XLIX Todo un personaje
«No pienses que estoy muy triste / si no me
ves sonreír / es simplemente despiste / maneras de vivir»
Maneras de vivir
(Leño)
Diana Zamora esperaba por su maleta con la
vista fija en el infinito. El vuelo no había sido todo lo plácido
que cabía esperarse debido a la presencia en el avión de un
alborotador al que habían tenido que llamar la atención en varias
ocasiones. Estaba claro que siempre había gente que no sabía
comportarse.
El Aeropuerto de Asturias, erróneamente
llamado por algunos «aeropuerto de Ranón» pese a no estar ubicado
en Ranón sino en la parroquia de Santiago del Monte, en el
municipio de Castrillón, se encontraba a catorce kilómetros de
Avilés y unos cuarenta de Gijón, y tenía servicio de autobuses y
taxis que lo comunicaban con las principales ciudades asturianas.

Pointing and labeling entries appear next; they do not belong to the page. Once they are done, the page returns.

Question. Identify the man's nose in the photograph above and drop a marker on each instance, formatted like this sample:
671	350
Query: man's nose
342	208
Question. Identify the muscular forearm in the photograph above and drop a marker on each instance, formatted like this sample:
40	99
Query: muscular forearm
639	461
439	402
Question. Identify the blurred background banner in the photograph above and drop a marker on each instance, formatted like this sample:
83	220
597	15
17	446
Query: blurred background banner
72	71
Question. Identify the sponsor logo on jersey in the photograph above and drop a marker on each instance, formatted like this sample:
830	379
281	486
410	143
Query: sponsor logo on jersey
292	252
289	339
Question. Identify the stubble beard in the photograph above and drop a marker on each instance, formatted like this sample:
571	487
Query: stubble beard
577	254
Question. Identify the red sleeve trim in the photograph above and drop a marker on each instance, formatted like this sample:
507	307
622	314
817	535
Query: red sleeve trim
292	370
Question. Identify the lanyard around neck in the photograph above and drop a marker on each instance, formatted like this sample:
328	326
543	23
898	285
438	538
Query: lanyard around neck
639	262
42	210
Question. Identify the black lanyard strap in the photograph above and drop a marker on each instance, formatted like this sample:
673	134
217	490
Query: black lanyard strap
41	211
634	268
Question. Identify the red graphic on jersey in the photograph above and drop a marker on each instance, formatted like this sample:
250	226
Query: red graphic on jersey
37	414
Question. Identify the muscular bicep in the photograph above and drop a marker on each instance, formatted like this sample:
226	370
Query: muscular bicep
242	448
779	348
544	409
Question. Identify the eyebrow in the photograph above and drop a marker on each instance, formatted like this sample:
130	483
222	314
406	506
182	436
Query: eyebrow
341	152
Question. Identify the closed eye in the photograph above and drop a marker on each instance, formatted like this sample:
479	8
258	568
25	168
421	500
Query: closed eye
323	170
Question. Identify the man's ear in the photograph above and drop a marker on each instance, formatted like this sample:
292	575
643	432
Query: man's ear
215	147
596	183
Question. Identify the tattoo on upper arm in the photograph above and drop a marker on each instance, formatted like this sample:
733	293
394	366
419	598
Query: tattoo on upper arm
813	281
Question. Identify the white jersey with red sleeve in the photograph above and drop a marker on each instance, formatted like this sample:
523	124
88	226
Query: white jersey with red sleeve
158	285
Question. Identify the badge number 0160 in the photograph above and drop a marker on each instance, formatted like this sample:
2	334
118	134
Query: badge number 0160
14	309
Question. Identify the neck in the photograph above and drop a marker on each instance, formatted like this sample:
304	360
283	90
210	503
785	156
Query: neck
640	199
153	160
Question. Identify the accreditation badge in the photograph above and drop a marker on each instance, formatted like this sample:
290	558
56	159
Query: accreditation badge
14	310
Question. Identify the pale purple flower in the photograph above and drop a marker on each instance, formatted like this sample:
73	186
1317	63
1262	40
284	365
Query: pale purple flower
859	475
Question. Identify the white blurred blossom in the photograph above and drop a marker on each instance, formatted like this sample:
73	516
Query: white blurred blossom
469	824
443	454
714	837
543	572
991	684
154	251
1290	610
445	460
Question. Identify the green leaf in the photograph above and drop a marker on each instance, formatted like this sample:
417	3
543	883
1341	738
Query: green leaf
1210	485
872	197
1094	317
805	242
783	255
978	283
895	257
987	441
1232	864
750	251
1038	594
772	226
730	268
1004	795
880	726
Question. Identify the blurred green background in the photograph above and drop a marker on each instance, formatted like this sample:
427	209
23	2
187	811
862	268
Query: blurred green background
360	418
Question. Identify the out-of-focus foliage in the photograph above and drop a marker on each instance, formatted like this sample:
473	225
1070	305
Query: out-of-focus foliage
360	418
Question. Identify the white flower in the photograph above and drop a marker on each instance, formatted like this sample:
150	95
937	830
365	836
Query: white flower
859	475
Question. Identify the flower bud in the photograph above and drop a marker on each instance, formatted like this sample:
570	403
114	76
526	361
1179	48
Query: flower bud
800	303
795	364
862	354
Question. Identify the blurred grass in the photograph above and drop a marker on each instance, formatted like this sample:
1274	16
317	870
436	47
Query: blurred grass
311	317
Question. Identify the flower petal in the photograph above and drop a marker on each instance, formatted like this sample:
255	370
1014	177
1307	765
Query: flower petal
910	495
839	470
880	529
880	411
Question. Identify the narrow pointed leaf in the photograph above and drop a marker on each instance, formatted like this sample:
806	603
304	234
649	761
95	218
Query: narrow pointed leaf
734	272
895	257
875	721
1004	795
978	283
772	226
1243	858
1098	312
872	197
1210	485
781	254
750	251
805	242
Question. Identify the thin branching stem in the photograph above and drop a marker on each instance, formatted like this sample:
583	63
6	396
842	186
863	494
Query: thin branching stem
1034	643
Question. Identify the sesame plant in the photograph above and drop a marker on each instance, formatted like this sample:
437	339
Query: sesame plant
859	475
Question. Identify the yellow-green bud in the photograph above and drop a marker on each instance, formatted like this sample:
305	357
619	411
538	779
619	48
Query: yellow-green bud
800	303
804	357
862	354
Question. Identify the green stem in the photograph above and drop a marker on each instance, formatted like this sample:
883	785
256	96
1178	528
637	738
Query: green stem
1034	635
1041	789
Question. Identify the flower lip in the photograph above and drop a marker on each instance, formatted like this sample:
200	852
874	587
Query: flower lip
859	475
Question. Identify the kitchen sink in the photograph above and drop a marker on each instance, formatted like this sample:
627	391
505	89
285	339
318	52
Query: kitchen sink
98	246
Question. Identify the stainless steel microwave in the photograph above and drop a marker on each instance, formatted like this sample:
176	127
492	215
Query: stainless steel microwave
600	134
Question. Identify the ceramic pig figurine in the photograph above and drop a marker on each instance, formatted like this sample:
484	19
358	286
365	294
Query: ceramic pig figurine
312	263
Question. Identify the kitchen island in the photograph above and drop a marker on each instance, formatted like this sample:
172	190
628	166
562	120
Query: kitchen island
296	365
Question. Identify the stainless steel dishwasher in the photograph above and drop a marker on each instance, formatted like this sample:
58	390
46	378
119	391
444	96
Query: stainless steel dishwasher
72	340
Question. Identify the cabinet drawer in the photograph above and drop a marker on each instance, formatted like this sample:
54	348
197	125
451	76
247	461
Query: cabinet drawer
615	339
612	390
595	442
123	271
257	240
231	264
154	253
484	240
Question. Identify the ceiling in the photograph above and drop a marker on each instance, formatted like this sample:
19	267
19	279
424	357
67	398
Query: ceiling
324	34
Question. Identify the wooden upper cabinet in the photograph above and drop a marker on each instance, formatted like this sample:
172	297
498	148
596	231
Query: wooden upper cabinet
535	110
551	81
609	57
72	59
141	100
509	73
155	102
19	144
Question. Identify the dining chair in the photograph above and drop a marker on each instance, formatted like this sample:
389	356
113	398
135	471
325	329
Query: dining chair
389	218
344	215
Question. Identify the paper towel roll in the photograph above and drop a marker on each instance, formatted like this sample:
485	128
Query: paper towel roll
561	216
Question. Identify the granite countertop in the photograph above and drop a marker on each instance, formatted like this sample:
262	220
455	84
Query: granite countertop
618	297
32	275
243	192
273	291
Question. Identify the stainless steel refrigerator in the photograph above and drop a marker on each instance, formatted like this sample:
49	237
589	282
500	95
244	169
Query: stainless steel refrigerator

Era un aeropuerto pequeño, con tan sólo catorce mostradores de
facturación, un par de cafeterías, dos o tres tiendas, un kiosco de
prensa, varios cajeros automáticos, aseos y poco más. El
aparcamiento para coches sí era relativamente grande, aunque el
sentimiento generalizado era que podría ser más barato.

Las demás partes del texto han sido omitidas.